Alternately, if Emaus or Turner wins the starting second base job outright, Murphy serves as the lefty bat on the bench and Hairston as the primary backup defensive outfielder, clearing a spot for Evans as a backup in the corners and pinch-hitter extraordinaire.

Of course, all these decisions are still a long way off and there are plenty of other factors in play. Just kind of rooting for Evans, is all.

Johan Santana’s throwing partner

If you hang around Digital Domain Park when the Mets take off for road games, you get to enjoy the site of Johan Santana doing stuff. Specifically: throwing.

Santana, recovering from offseason shoulder surgery, is not throwing hard. From flat ground, he’ll take a hop-step and uncork an easy overhand. About 60 feet away, young righthander Tobi Stoner receives and fires it back.

So how did Stoner end up Santana’s throwing partner? He, too, is on a throwing program, building up strength in his arm after enduring some shoulder soreness following August surgery to clear out bone chips in his elbow.

Stoner plans to start working with the rest of the Mets’ pitchers soon, but said he will start the year in extended Spring Training as he continues to recover. As for Santana?

“He’s taking baby steps, but he’s making them,” Stoner said. “His mechanics are great. And even from 60 feet, he had a little more zip on his throws today.”

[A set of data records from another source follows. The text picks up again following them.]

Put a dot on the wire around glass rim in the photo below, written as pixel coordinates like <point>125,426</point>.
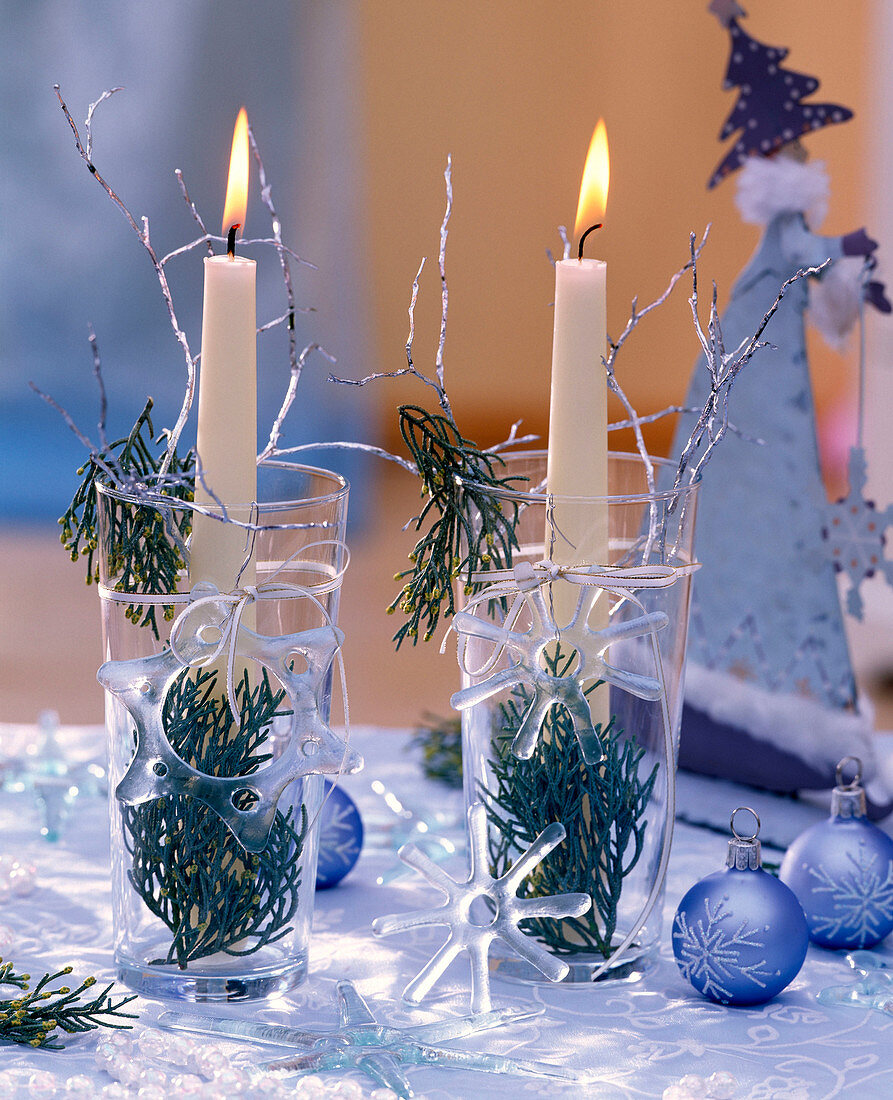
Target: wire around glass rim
<point>158,498</point>
<point>526,496</point>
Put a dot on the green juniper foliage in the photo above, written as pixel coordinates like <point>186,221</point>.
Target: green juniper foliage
<point>440,740</point>
<point>601,805</point>
<point>456,542</point>
<point>145,542</point>
<point>186,865</point>
<point>32,1019</point>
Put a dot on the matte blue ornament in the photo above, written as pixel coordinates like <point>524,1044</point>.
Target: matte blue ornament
<point>739,935</point>
<point>340,836</point>
<point>841,870</point>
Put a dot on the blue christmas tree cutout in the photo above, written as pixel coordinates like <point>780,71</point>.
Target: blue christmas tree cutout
<point>856,535</point>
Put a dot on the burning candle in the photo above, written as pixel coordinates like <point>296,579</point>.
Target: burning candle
<point>577,416</point>
<point>228,388</point>
<point>577,466</point>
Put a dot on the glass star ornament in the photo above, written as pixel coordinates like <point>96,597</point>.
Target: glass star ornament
<point>873,989</point>
<point>856,534</point>
<point>529,651</point>
<point>142,683</point>
<point>498,902</point>
<point>739,935</point>
<point>841,871</point>
<point>47,772</point>
<point>382,1053</point>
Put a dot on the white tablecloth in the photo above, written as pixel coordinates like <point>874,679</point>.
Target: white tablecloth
<point>638,1038</point>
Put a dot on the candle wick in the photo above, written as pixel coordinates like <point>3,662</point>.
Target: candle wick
<point>582,239</point>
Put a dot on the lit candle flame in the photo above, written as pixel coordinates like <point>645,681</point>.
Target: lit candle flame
<point>238,183</point>
<point>594,188</point>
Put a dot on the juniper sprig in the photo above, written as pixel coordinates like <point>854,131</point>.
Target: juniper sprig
<point>187,867</point>
<point>601,805</point>
<point>440,740</point>
<point>470,529</point>
<point>34,1018</point>
<point>144,541</point>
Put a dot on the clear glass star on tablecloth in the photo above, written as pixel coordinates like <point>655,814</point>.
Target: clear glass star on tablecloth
<point>472,931</point>
<point>376,1049</point>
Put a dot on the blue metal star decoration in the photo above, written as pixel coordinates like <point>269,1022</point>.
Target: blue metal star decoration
<point>472,932</point>
<point>548,691</point>
<point>856,534</point>
<point>141,684</point>
<point>378,1052</point>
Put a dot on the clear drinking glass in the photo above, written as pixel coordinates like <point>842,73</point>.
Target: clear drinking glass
<point>197,914</point>
<point>617,812</point>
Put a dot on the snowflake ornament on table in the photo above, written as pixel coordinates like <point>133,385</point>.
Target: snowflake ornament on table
<point>530,647</point>
<point>142,684</point>
<point>472,933</point>
<point>856,534</point>
<point>739,935</point>
<point>376,1049</point>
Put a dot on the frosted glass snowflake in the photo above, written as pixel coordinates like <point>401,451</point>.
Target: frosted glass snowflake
<point>861,900</point>
<point>142,684</point>
<point>856,534</point>
<point>469,931</point>
<point>548,691</point>
<point>709,953</point>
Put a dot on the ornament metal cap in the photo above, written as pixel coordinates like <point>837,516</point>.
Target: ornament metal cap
<point>848,800</point>
<point>745,851</point>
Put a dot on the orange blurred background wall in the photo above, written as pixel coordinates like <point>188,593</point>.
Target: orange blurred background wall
<point>513,90</point>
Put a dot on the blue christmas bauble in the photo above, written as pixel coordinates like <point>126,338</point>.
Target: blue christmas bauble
<point>841,870</point>
<point>739,935</point>
<point>340,836</point>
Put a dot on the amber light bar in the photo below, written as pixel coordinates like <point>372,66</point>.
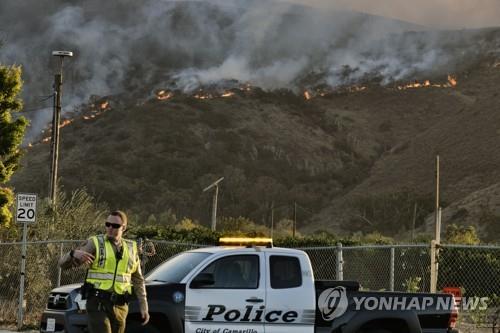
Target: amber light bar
<point>245,241</point>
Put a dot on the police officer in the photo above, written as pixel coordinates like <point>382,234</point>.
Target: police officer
<point>114,267</point>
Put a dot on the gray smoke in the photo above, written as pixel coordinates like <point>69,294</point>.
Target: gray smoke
<point>137,46</point>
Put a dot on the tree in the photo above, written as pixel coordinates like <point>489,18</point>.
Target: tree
<point>11,135</point>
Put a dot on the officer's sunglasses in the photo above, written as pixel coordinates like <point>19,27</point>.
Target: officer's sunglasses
<point>114,225</point>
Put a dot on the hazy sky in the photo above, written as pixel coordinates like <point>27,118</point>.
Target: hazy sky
<point>434,13</point>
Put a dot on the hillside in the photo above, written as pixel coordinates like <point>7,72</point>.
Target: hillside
<point>338,114</point>
<point>157,155</point>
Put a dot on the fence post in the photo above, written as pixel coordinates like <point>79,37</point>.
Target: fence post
<point>391,278</point>
<point>20,313</point>
<point>340,263</point>
<point>434,266</point>
<point>59,270</point>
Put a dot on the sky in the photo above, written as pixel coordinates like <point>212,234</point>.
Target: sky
<point>443,14</point>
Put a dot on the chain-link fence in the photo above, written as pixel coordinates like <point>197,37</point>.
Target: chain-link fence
<point>389,267</point>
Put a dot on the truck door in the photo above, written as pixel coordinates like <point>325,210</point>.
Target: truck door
<point>290,294</point>
<point>228,293</point>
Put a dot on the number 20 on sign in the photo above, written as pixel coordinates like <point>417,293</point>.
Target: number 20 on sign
<point>26,207</point>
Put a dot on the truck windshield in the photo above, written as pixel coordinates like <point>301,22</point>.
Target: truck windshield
<point>176,268</point>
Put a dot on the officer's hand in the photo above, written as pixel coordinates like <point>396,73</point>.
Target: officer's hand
<point>145,317</point>
<point>83,257</point>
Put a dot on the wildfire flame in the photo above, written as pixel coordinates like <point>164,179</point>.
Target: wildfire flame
<point>66,122</point>
<point>203,96</point>
<point>227,94</point>
<point>356,88</point>
<point>452,80</point>
<point>163,95</point>
<point>104,105</point>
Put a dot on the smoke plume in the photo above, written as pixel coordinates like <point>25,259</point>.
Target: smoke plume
<point>137,46</point>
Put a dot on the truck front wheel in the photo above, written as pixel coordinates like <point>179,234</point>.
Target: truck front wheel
<point>136,327</point>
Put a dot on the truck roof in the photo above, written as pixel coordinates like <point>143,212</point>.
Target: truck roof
<point>250,249</point>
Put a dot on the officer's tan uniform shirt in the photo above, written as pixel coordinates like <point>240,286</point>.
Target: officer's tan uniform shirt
<point>137,278</point>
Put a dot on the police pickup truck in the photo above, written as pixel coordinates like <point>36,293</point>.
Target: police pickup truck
<point>257,289</point>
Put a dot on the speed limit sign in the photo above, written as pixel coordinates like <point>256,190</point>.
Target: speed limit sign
<point>26,207</point>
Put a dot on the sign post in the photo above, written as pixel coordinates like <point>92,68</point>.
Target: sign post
<point>25,213</point>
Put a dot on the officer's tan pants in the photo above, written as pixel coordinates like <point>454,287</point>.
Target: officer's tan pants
<point>104,317</point>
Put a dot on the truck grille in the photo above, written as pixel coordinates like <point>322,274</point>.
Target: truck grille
<point>59,301</point>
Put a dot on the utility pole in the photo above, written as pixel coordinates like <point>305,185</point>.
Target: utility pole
<point>272,218</point>
<point>294,218</point>
<point>56,119</point>
<point>413,222</point>
<point>437,235</point>
<point>214,201</point>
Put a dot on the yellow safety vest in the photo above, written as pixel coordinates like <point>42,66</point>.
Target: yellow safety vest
<point>102,271</point>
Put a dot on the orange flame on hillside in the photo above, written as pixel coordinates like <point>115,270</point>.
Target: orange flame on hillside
<point>203,96</point>
<point>65,123</point>
<point>163,95</point>
<point>452,82</point>
<point>104,105</point>
<point>227,94</point>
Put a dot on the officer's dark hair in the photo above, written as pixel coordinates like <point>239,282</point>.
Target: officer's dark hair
<point>122,217</point>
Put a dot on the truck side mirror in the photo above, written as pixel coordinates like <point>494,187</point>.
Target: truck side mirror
<point>202,280</point>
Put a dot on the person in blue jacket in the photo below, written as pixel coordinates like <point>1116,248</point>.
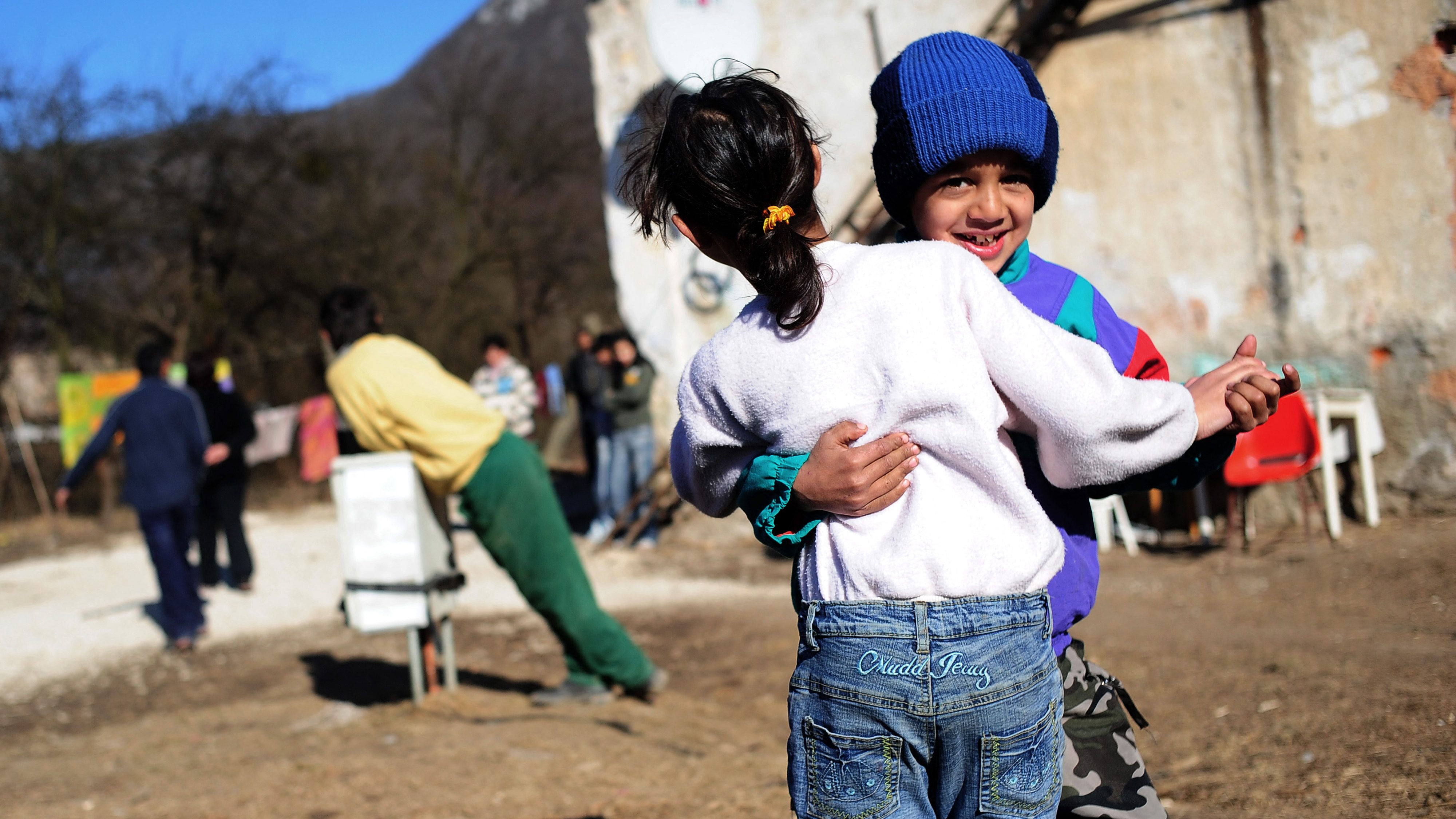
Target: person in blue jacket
<point>167,450</point>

Stoner added that Santana, who had surgery to remove bone chips from his pitching elbow in both 2003 and 2009, has been giving him tips on developing consistency in his arm slot and release point.

“Not everyone gets to throw with Johan Santana so often,” said Stoner. “I’m trying to take it all in.”

R.A. Dickey on “The Dickster”

Newsday’s David Lennon snapped a photo of R.A. Dickey’s lunch earlier this week and Tweeted it. It looks like this:

So what’s on “The Dickster”? I asked everyone’s favorite eloquent knuckleballer today.

It’s a wrap (as you can see), with turkey, bacon, Havarti cheese, lettuce and mayonnaise. Not a bad combination, if you ask me. Obviously a distinguishing fellow like Dickey knows well enough to choose a fine sandwich cheese like Havarti, and, unlike at least one of his teammates, Dickey fears not the bacon.

The Dickster is prepared by the Mets’ kitchen staff. Dickey enjoys one every road trip.